Here I provide a similar function.
Usage
LOOKUP(
data,
vars,
data.ref,
vars.ref,
vars.lookup,
return = c("new.data", "new.var", "new.value")
)
Arguments
- data
Main data.
- vars
Character (vector), specifying the variable(s) to be searched in
data
.- data.ref
Reference data containing both the reference variable(s) and the lookup variable(s).
- vars.ref
Character (vector), with the same length and order as
vars
, specifying the reference variable(s) to be matched indata.ref
.- vars.lookup
Character (vector), specifying the variable(s) to be looked up and returned from
data.ref
.- return
What to return.

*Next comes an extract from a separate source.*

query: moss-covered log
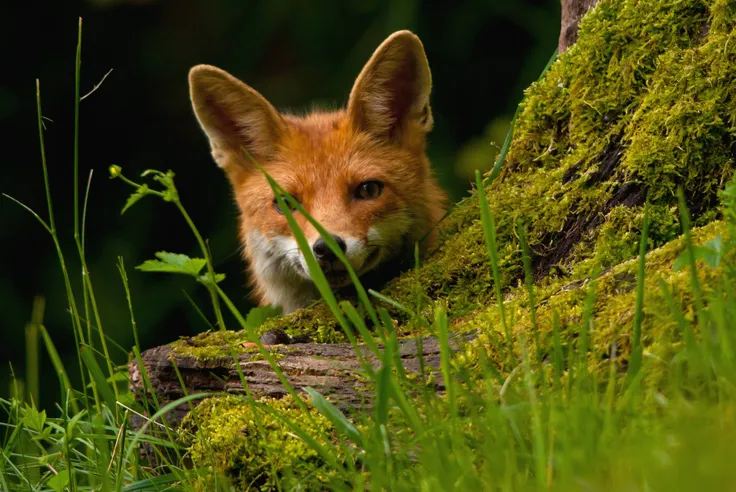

Default (
"new.data"
) is to return a data frame with the lookup values added. You may also set it to"new.var"
or"new.value"
.
Examples
ref = data.table(City=rep(c("A", "B", "C"), each=5),
Year=rep(2013:2017, times=3),
GDP=sample(1000:2000, 15),
PM2.5=sample(10:300, 15))
ref
#> City Year GDP PM2.5
#> <char> <int> <int> <int>
#> 1: A 2013 1615 285
#> 2: A 2014 1507 62
#> 3: A 2015 1497 268
#> 4: A 2016 1040 213
#> 5: A 2017 1558 296
#> 6: B 2013 1726 237
#> 7: B 2014 1026 25
#> 8: B 2015 1221 187
#> 9: B 2016 1401 36
#> 10: B 2017 1825 102
#> 11: C 2013 1670 52
#> 12: C 2014 1458 128
#> 13: C 2015 1392 115
#> 14: C 2016 1649 286
#> 15: C 2017 1439 183
data = data.table(sub=1:5,
city=c("A", "A", "B", "C", "C"),
year=c(2013, 2014, 2015, 2016, 2017))
data
#> sub city year
#> <int> <char> <num>
#> 1: 1 A 2013
#> 2: 2 A 2014
#> 3: 3 B 2015
#> 4: 4 C 2016
#> 5: 5 C 2017
LOOKUP(data, c("city", "year"), ref, c("City", "Year"), "GDP")
#> sub city year GDP
#> <int> <char> <num> <int>
#> 1: 1 A 2013 1615
#> 2: 2 A 2014 1507
#> 3: 3 B 2015 1221
#> 4: 4 C 2016 1649
#> 5: 5 C 2017 1439
LOOKUP(data, c("city", "year"), ref, c("City", "Year"), c("GDP", "PM2.5"))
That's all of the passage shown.